I would like to share with you a project I have been working on in the past few weeks, stress-servers, aimed at setting up reproducible stress testing and profiling environments for Clojure servers.
It’s an ongoing project with the goal of finding the best configurations and settings, understanding the effects of JVM versions and GC algorithms, identifying performance bottlenecks and in general, learn!
I hope you can find interesting and useful bits in it. It should help inform developers when choosing libraries and setting up servers, and library developers on the effects of their design choices.
Contributions and feedback are very welcome. We can push the ecosystem forward.
I didn’t profile memory usage besides the particular case where I was looking for the memory leak in Aleph. Memory was the default configuration for the JVM. My idea was to use the defaults as a baseline as much as possible, partly to show that even a relatively naive usage can give pretty good results.

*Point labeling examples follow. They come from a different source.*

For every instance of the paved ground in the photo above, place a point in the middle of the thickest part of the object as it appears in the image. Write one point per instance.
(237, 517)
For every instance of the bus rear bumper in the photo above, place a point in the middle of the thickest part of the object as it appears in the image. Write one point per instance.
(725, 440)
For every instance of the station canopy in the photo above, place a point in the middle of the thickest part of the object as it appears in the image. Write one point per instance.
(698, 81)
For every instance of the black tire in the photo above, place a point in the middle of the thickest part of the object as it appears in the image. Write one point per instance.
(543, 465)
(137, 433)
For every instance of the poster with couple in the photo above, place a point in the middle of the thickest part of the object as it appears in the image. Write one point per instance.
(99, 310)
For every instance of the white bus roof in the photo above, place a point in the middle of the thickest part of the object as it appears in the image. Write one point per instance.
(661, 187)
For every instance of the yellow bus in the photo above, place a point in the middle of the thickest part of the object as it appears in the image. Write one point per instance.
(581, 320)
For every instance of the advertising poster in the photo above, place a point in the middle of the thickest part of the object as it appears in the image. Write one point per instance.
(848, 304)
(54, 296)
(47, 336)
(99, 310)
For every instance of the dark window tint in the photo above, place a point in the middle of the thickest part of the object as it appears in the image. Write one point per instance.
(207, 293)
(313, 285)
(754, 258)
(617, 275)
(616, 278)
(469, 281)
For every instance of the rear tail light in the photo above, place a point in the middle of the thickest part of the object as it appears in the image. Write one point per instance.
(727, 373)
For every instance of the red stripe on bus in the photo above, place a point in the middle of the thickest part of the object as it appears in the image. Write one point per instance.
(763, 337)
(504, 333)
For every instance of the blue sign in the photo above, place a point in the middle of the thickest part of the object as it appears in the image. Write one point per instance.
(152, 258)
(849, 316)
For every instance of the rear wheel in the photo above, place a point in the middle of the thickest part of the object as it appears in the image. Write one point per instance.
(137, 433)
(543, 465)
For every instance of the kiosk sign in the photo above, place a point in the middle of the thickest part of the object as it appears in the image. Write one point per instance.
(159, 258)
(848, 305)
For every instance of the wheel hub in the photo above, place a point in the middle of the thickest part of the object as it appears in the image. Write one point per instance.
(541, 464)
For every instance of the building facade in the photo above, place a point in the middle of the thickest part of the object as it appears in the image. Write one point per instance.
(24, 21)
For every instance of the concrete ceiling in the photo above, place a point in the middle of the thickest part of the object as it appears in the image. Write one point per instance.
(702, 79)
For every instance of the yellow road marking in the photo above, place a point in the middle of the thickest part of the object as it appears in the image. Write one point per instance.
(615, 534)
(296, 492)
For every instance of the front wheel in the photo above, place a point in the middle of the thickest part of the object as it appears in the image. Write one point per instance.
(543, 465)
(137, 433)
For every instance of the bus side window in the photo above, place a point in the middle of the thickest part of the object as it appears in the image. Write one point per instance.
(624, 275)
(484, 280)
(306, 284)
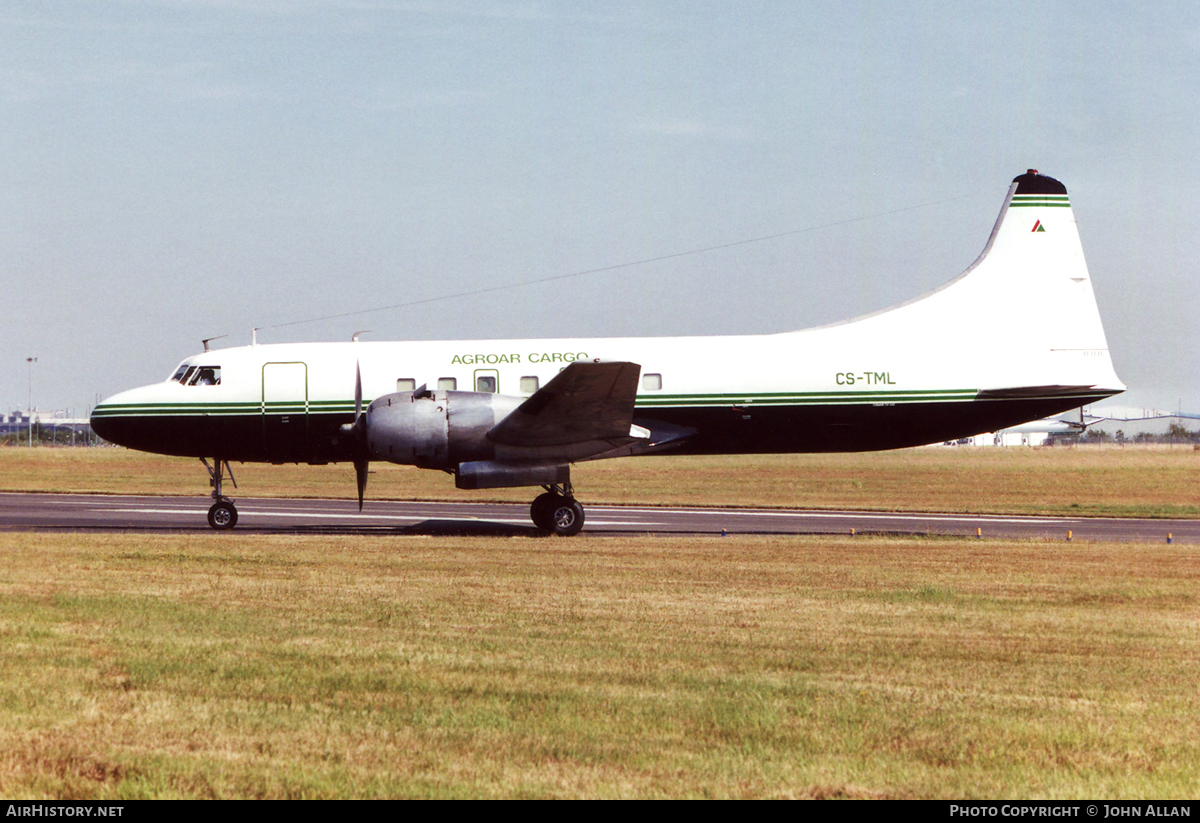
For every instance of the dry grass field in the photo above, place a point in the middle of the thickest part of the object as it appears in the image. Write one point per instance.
(1145, 481)
(223, 665)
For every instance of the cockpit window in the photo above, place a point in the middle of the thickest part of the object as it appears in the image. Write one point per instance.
(202, 376)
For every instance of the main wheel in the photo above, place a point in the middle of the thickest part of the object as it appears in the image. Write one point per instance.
(539, 510)
(567, 517)
(222, 515)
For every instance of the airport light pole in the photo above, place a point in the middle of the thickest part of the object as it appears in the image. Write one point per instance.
(30, 407)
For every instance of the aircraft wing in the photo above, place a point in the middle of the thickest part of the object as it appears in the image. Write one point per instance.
(585, 402)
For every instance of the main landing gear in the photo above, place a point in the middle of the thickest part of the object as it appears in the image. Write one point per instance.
(223, 515)
(557, 511)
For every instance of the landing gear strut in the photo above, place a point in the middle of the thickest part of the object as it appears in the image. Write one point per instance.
(557, 511)
(223, 515)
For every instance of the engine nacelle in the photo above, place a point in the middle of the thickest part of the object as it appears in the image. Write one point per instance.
(435, 430)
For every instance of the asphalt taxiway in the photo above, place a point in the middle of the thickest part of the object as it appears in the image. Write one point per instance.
(147, 514)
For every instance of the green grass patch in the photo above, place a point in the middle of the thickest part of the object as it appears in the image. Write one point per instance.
(1131, 481)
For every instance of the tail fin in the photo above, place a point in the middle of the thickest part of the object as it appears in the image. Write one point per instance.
(1033, 269)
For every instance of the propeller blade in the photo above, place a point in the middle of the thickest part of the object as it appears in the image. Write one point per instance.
(360, 434)
(358, 391)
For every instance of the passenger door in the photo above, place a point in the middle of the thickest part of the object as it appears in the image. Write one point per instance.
(286, 412)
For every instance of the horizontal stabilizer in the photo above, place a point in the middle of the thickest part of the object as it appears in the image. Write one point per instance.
(586, 401)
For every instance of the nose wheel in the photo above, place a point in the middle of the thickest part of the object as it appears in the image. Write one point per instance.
(222, 515)
(557, 511)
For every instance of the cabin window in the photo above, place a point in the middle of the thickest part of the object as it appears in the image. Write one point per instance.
(203, 376)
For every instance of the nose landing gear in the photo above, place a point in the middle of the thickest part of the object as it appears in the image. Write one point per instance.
(222, 515)
(557, 511)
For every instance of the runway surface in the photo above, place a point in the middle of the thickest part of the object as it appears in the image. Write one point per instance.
(142, 514)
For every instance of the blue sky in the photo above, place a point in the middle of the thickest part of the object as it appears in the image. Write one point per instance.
(178, 170)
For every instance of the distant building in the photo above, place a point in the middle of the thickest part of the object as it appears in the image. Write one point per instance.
(54, 426)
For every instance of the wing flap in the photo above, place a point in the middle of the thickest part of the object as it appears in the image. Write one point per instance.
(585, 402)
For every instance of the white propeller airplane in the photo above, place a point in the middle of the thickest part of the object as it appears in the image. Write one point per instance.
(1014, 338)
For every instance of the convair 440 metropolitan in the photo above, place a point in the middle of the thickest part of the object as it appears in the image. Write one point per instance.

I was also surprised to see http-kit come out on top. I’m not able to adequately explain all the results, yet, and I hope some library authors will blow up my issues with “you’re using it wrong!”
Either that or they’ll look at the profiling results and find something to fix.
I think you are running into this issue with the Aleph memory leak. Using Aleph with the default Reitit settings under load will result in heap exhaustion (though I’ve not tested with the most recent alpha releases). Using the :return :bytes option in Muuntaja does fix it.